Multiple Choice Questions
1. What did Dunham describe about the following series 1 + 2 + 3 + 4. . .?
(a) The sum grows ever smaller.
(b) The sum converges to a finite term.
(c) The sum converges to infinity.
(d) The sum diverges to infinity.
2. What did Cantor find after extending the continuum between 0 and 1 into two dimensions?
(a) That the set is equal to 1.
(b) That the set is infinite.
(c) That the series is infinite.
(d) That the set is still equal to c.
3. In his later life, what position did Isaac Newton hold?
(a) Warden of the Mint.
(b) Professor of philosophy in Paris.
(c) Principle science advisor to Charles II.
(d) Angelican father.
4. What is true about real numbers between 0 and 1?
(a) There is no set for these numbers.
(b) They are not denumerable.
(c) They are denumerable,
(d) No sum can be determined.
5. What did Euler prove about 2²ⁿ + 1?
(a) That the statment is sometimes prime and sometimes composite.
(b) That the statement is always a composite number.
(c) That the statement is always a prime number.
(d) That the statement is neither prime nor composite.

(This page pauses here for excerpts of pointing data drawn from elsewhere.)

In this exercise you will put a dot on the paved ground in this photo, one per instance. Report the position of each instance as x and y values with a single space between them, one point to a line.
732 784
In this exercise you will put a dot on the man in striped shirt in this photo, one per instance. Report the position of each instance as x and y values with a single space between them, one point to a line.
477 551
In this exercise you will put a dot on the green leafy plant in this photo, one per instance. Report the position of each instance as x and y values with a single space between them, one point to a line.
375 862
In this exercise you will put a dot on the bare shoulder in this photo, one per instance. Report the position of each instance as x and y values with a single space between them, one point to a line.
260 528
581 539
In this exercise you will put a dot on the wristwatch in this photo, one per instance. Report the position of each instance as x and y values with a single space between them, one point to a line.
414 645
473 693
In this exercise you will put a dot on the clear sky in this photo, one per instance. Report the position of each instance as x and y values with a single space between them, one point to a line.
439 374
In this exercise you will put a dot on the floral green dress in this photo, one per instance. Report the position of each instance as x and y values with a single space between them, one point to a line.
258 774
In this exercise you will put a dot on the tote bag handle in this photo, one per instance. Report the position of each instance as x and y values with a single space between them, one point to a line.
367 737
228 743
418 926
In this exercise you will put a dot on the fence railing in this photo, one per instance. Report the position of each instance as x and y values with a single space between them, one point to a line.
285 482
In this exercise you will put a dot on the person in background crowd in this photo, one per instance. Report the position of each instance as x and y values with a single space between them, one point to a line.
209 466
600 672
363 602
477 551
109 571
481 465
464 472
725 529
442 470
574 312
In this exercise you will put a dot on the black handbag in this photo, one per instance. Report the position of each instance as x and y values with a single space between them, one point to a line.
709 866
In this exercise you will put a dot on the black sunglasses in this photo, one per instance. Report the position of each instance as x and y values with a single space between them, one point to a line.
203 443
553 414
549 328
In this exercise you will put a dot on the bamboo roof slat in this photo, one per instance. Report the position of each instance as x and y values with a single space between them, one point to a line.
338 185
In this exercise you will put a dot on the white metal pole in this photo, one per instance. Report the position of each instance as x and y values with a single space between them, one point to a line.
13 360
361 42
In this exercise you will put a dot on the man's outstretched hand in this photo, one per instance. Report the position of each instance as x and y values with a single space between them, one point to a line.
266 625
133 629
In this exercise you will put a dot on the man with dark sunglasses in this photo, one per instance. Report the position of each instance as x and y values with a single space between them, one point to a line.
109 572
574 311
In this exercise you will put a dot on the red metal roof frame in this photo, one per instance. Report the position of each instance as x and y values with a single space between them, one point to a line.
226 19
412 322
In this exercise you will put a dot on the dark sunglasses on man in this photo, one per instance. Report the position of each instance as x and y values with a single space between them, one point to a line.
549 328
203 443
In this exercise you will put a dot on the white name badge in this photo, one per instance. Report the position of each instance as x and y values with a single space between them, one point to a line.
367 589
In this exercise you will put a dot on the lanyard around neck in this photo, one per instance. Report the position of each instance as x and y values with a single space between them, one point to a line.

6. What did Euler's sum surprisingly connect?
(a) The area under a curve.
(b) The area of squares and the area of circles.
(c) The squares of area and square roots.
(d) The circumference of a circle and right triangles.
7. Which word best describes Newton's childhood?
(a) Troubled.
(b) Simple.
(c) Hard.
(d) Cold.
8. What was aleph naught?
(a) A symbol to represent the number of items in a set.
(b) A symbol to state the sum of a series.
(c) A method to numerate terms.
(d) A method to determine the sum of a series.
9. What didn't Euler attempt?
(a) A series of sequencially smaller terms.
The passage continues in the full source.